Victoir Seyram Komla Agbogbo, no mesmo artigo, pensa o oposto:

“Non je refuse le discours de Gbagbo. Sortir du joug du colonialisme ne veut pas dire confisquer le pouvoir.”

“Não, eu repudio o discurso de Gbagbo. Sair do jugo colonial não significa confiscar o poder.”

Para além das fronteiras marfinenses, manifestações são organizadas por toda a África. Nos Camarões, por exemplo, 3 partidos de oposição e membros da sociedade civil convocaram uma marcha [en] pró-Gbagbo em Douala e em Yaoundé no dia 23 de dezembro. A demonstração foi desfeita por forças policiais, que deixaram 3 pessoas feridas.

Segundo Flora Boffy, uma blogueira francesa que vive nos Camarões, cidadãos no país consideram a Costa do Marfim como um exemplo para as próximas eleições presidenciais de Outubro ou Novembro de 2011 (data a ser confirmada pela comissão eleitoral). Uma cobertura [fr] especial de eventos marfinenses está sendo organizada pela mídia local.

“Les événements en Côte d’Ivoire engagent les citoyens camerounais à des conjectures et des transpositions : Cameroun – Côte d’Ivoire, même combat ? Alors que le Cameroun se prépare aux présidentielles de 2011, l’identification est forte.”

“Acontecimentos na Costa do Marfim engajam os cidadãos camaroneses em conjecturas e transposições: Camarões – Costa do Marfim, o mesmo combate? Como os Camarões se preparam para as eleições presidenciais de 2011, a identificação é forte.”

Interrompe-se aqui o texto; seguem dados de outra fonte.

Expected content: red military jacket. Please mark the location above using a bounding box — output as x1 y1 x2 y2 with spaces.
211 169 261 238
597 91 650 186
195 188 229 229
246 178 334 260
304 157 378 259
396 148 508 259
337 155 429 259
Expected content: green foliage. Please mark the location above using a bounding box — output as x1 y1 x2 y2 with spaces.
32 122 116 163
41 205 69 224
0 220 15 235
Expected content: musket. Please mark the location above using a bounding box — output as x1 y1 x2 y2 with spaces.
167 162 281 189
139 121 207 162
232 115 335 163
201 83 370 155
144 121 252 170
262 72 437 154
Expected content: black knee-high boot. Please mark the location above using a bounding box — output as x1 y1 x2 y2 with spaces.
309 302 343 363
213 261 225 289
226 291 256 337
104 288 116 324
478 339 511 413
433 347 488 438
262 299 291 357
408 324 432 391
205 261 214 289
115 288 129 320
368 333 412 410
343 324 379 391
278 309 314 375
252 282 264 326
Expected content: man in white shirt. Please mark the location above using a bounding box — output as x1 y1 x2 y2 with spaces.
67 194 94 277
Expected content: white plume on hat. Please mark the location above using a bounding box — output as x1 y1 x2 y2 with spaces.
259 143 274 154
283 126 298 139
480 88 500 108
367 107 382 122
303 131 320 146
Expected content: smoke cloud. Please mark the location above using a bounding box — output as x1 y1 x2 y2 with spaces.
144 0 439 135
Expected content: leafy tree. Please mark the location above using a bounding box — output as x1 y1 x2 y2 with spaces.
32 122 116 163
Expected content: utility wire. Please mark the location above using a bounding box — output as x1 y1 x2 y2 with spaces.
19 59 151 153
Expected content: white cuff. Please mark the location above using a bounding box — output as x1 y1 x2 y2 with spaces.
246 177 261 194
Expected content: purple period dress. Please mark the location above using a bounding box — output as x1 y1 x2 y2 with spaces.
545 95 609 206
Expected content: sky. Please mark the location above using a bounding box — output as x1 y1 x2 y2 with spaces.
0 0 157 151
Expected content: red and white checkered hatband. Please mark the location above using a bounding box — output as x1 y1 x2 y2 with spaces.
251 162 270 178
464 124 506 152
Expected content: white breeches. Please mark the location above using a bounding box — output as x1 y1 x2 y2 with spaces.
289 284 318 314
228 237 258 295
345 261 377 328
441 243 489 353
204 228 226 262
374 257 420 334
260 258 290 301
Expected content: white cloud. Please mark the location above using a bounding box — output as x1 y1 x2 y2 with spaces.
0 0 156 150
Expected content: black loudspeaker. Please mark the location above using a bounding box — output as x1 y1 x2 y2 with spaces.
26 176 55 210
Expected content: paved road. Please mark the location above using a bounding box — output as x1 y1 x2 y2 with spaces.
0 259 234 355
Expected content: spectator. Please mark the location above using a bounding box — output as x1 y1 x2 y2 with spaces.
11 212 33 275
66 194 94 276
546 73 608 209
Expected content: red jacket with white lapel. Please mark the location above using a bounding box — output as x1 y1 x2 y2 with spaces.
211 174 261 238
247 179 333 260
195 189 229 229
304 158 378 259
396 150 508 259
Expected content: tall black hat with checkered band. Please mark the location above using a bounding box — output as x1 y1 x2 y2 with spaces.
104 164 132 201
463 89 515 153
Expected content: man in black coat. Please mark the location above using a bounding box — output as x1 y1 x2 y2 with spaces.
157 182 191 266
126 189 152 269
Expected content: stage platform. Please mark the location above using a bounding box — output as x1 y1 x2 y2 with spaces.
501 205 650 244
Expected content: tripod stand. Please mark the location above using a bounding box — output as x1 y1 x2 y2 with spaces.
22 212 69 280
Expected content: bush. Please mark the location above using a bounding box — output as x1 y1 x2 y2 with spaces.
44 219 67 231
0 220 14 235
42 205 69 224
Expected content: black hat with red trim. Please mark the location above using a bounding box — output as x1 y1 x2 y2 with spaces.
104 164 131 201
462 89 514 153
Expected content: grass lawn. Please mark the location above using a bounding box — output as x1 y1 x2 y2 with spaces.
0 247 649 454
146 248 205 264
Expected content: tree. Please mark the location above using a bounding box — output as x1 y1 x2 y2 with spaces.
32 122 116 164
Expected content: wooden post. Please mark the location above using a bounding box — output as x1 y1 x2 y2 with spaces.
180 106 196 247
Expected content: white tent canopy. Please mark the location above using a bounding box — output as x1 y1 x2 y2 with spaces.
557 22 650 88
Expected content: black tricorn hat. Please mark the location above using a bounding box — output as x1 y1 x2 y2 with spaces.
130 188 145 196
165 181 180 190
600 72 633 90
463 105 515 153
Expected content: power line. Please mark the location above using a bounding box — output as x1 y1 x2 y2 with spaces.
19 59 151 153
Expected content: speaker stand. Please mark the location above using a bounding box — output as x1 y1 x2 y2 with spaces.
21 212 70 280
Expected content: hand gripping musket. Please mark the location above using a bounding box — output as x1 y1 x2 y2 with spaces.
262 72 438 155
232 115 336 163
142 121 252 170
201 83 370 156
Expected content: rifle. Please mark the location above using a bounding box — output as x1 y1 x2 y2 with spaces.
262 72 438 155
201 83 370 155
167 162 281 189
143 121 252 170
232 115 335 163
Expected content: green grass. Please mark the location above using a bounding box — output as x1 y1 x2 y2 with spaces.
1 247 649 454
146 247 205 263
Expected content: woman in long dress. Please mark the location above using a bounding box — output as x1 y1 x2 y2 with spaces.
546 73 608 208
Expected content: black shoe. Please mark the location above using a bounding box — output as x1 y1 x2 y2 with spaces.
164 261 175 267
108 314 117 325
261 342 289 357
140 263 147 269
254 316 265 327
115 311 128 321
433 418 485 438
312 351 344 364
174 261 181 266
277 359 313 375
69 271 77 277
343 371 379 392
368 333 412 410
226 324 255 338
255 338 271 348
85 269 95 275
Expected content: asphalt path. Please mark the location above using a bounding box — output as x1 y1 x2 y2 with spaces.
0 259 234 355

Intelectuais africanos também participam do debate, e o contraste entre suas posições é tão marcante quanto entre os cidadãos.

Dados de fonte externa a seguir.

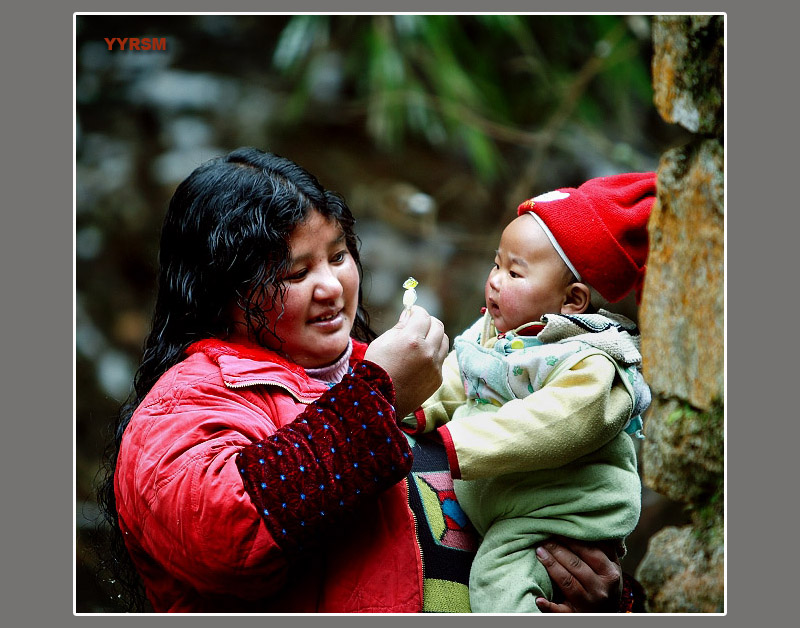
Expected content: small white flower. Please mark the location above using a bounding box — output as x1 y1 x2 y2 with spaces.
402 277 418 310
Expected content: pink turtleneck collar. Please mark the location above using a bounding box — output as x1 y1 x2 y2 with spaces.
303 339 354 385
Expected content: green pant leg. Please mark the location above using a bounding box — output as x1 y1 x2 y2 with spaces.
468 517 551 613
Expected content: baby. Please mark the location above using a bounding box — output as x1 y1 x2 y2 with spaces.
402 172 656 612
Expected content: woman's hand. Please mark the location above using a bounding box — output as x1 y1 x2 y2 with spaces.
534 537 623 613
364 306 449 418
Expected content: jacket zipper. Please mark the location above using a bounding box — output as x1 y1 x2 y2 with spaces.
406 475 426 610
224 379 319 404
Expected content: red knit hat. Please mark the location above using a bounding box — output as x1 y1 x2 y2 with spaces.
517 172 657 303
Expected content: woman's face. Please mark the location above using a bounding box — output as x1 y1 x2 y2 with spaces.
248 210 360 368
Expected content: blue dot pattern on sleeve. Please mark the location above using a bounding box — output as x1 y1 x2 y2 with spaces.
236 361 413 556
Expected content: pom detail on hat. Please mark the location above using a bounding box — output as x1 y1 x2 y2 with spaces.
517 172 657 303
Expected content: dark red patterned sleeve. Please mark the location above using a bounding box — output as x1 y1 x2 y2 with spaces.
236 360 413 556
619 572 647 613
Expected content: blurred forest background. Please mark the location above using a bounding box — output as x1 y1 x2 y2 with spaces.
75 14 694 612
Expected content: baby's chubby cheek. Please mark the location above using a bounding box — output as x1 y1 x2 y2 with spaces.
497 293 521 323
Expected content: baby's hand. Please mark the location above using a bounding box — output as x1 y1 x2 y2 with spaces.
402 277 418 311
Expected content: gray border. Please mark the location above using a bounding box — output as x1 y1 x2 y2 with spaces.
5 0 753 625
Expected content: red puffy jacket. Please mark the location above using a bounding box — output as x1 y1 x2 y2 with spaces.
114 338 423 612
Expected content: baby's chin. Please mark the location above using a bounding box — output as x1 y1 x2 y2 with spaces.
490 315 511 334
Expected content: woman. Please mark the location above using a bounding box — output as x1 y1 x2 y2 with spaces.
97 147 639 613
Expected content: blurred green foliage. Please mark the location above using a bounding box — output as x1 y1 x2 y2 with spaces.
269 14 655 182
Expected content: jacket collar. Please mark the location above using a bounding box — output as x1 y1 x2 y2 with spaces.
186 338 368 402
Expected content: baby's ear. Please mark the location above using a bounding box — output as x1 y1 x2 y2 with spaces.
561 282 591 314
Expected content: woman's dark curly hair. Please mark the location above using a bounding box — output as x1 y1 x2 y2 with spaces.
95 147 376 610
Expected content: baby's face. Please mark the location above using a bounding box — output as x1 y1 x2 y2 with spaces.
484 214 575 333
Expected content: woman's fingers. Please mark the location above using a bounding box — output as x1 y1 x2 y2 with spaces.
438 324 450 360
364 306 448 417
423 312 446 343
555 537 622 608
535 544 589 602
535 539 622 613
559 538 621 580
534 597 573 614
398 305 431 337
394 306 447 361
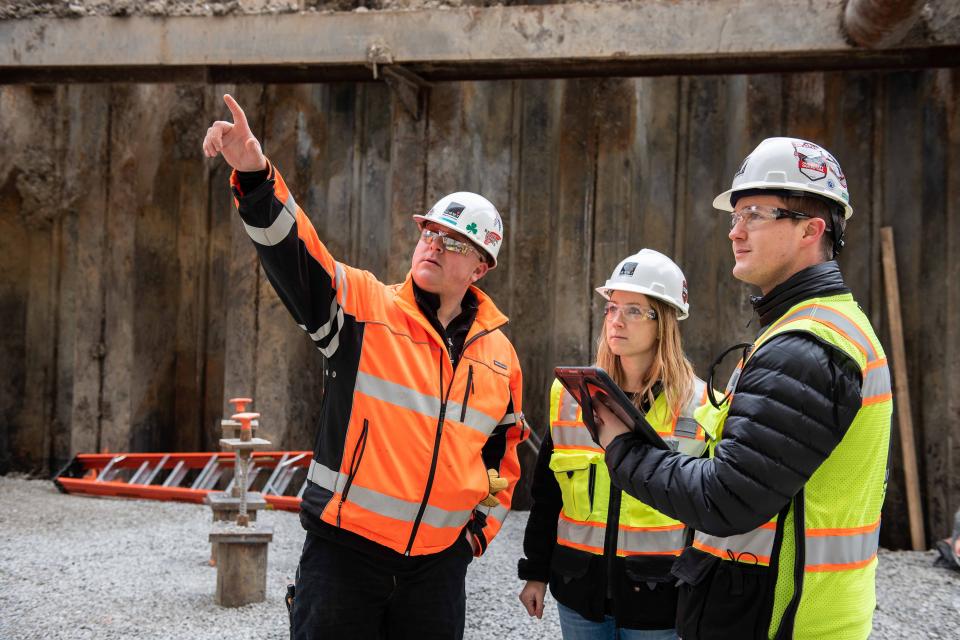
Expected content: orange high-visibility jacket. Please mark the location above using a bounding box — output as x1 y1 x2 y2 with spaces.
231 161 527 556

Intelectuais pró-Gbagbo lançaram um manifesto [en] contra a intervenção militar na Costa do Marfim e a interferência internacional. Entre os primeiros signatários estão Calixthe Beyala, famoso escritor camaronês com cidadania francesa, e Theophile Kouamouo, um antigo autor do Global Voices Online e jornalista em Abidjan.

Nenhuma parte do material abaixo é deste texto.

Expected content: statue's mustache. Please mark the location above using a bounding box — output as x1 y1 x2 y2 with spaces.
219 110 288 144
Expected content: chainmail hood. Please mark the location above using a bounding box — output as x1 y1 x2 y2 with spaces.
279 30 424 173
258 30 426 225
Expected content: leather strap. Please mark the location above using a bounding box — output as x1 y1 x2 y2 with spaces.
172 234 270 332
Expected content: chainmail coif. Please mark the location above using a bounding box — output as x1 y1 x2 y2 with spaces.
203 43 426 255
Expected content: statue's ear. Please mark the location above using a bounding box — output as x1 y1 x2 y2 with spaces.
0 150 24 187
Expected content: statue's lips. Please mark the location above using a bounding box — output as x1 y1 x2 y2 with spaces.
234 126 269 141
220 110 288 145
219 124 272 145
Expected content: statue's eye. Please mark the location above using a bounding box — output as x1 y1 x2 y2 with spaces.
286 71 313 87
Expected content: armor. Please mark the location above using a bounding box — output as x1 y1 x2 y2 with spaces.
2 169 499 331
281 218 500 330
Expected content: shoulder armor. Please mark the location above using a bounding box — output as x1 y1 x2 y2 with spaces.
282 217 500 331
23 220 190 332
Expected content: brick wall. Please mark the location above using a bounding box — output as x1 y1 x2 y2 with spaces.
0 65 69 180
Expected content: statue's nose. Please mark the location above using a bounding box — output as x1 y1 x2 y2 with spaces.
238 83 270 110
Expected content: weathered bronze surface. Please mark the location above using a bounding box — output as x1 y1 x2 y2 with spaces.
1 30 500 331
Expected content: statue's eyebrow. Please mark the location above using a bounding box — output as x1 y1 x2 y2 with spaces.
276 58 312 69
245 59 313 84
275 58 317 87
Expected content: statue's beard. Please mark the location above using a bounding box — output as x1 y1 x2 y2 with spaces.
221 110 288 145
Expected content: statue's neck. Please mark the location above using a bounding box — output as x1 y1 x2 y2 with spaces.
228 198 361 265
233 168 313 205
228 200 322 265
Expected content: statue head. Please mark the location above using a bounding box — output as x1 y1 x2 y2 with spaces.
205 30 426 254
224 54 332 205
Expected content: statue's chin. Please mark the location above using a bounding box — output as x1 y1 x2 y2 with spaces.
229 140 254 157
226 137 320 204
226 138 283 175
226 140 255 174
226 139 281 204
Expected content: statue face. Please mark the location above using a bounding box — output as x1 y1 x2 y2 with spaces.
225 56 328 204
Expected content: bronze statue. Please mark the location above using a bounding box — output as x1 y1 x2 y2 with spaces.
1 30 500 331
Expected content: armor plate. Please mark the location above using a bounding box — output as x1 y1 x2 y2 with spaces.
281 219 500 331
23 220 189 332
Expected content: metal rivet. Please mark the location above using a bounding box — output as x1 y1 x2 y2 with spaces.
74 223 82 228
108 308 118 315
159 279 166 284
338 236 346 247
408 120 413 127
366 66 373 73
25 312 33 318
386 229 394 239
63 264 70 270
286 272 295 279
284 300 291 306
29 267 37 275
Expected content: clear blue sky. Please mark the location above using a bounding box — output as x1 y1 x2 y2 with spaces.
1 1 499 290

Venance Konan, escritor, jornalista e blogueiro marfinense, publicou o texto satírico “Dear Françafrique” (em português, Prezada Françáfrica), no qual faz um paralelo entre acusações de bruxaria em África e a suposta conspiração ocidental.

“Chercher des poux dans les cheveux de la France, c’est chercher à accuser un sorcier lorsqu’un homme ivre se tue au volant de sa voiture.”

“Procurar os piolhos nos cabelos da França é procurar acusar um feiticeiro da morte de um homem embriagado ao volante de um carro.”

Não ao Franco CFA como moeda!

Monnaie Ivoirienne de Résistance (Ivorian Resistance Currency)

Seguindo sua oposição ao neocolonialismo, Laurent Gbagbo e seus partidários agora convocam para a criação de uma moeda marfinense [fr]. Isso consistiria em abandonar a zona do Franco CFA para garantir uma independência completa do país. O Franco CFA é considerado um produto genuíno da Françáfrica, portanto essa sugestão tem o apoio de muitos africanos.

Nash Kpokou, economista de Gbagbo, explica as vantagens de uma moeda local num artigo publicado no jornal Le Temps:

“Non au franc CFA et à un gouvernement elu par la France Oui à une monnaie honnête et nationale, émise sans dette.”

“Não ao Franco CFA e ao governo eleito pela França. Sim à moeda honesta e nacional, emitida sem dívidas.”

De acordo com o jornal local Le Patriote [fr], Gbagbo enviou seus conselheiros de Economia à Venezuela para obter instruções sobre como criar uma moeda nacional, seguindo o modelo do “Bolivar Fuerte”, lançado em 2008 por Hugo Chávez.